FORTHCOMING, Feb. 2020

5 stars

A comprehensive account of the movement for women’s suffrage from its beginnings in the abolitionist movement, through its post-Civil War divisions to its eventual success, written for a general audience by  the major scholar of the topic.

Ellen du Bois is a retired professor of History and Gender Studies at UCLA.  Since the rise of Women’s History in the 1970s and 1980s, she has focused her research on various elements of the US movement for women’s suffrage.  Her new book summarizes some of that work.  She has also edited collections of documents by women from different eras for students.  Significantly one of the document readers, Unequal Sisters, edited with Vickie Ruiz, features writings by a variety of those whose race and class have interfered with their inclusion into traditional history.   As she states in her introduction, DuBois initially planned Suffrage as part of celebration 100 years of women’s national ability to vote in all elections.  She admits she also expected to celebrate the first female president.  Perhaps her book is even more relevant today as we experience a renewed wave of white supremacy and attacks on women who dare to take their place in politics.
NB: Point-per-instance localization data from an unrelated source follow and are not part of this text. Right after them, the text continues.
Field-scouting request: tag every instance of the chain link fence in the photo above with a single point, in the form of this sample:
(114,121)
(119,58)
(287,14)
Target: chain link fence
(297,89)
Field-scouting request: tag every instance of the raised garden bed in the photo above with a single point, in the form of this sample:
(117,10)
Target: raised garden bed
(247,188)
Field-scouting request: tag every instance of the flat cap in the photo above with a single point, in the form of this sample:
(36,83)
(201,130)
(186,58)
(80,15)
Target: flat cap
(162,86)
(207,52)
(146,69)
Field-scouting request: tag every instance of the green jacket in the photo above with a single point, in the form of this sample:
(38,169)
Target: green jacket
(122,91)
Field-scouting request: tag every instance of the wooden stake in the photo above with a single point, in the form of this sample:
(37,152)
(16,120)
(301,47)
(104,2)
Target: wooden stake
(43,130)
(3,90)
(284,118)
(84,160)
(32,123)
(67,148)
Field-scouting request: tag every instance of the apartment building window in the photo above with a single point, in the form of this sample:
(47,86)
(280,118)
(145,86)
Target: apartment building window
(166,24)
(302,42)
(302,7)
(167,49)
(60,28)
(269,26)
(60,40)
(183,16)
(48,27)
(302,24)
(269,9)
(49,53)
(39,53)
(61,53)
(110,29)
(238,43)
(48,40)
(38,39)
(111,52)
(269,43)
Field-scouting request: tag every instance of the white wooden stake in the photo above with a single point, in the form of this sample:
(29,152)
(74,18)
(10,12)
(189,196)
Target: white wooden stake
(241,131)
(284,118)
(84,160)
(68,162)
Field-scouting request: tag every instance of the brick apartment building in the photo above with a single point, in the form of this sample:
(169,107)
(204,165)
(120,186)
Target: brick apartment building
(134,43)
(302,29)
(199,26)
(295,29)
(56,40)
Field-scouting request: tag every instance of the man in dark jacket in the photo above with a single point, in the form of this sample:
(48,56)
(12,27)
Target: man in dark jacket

DuBois is an excellent writer.  Without giving up documentation, she writes with energy and grace for non-academic readers of various ages and interests. Du Boris’s new book is encyclopedic; a place to start on any person or event connected to women’s suffrage. The suffrage movement spanned from 1848 to 1920, much of action took place at the state rather than the national level. Women of widely divergent backgrounds, styles, and attitudes contributed.  DuBois is committed to conveying the variety of the movement as well as the contexts which often drove women to act as they did. Numerous women receive brief but informative descriptions that allow them to be seen as individuals.  Despite their divisions, she seeks to present all factions fairly.

The first section of DuBois’s new book retells the hopeful story of Seneca Falls and the first stages of women’s rights movement down to the Civil War.  We learn about the women who became leaders, their abolitionist connections and the overall political context.  After the Civil War, the story becomes less hopeful as former allies got polarized into those who prioritize the vote of the black man and those who sought universal suffrage.  The men leading the Republican Party rejected the fight for “universal suffrage.  Some women suffrage advocates follow their lead. Others make dubious alliances for support of women’s vote.  Deep divisions between the two movements develop that would fester down to the victory of suffrage in 1920.  While some suffragists based their struggle on need for justice to women, others argued that men needed women’s votes to achieve their own goals.

For modern scholars, the racism and nativism of some women suffrage leaders is hard to accept.  DuBois does not excuse or deny such views.  She explains the real frustration some women felt at a government in which “inferior” black and immigrant men participated, but not themselves.  Not shying away from the racism of the white women, DuBois chronicles how black and immigrant women were explicitly excluded from parades and rallies.  On the more positive side, she also gives a full account of African American and working-class women who did contribute important work for suffrage.  As she tells the story, changing definitions of gender were tightly interwoven with attempted changes in how Americans thought about race.

Quite simply, DuBois shows how women never were the unified voting block that they hoped and claimed to be.  Dubois has given us an example of the problems when we refuse to stand together.

This is an important book that needs to be read widely if we are to avoid divisions and mistakes of the past.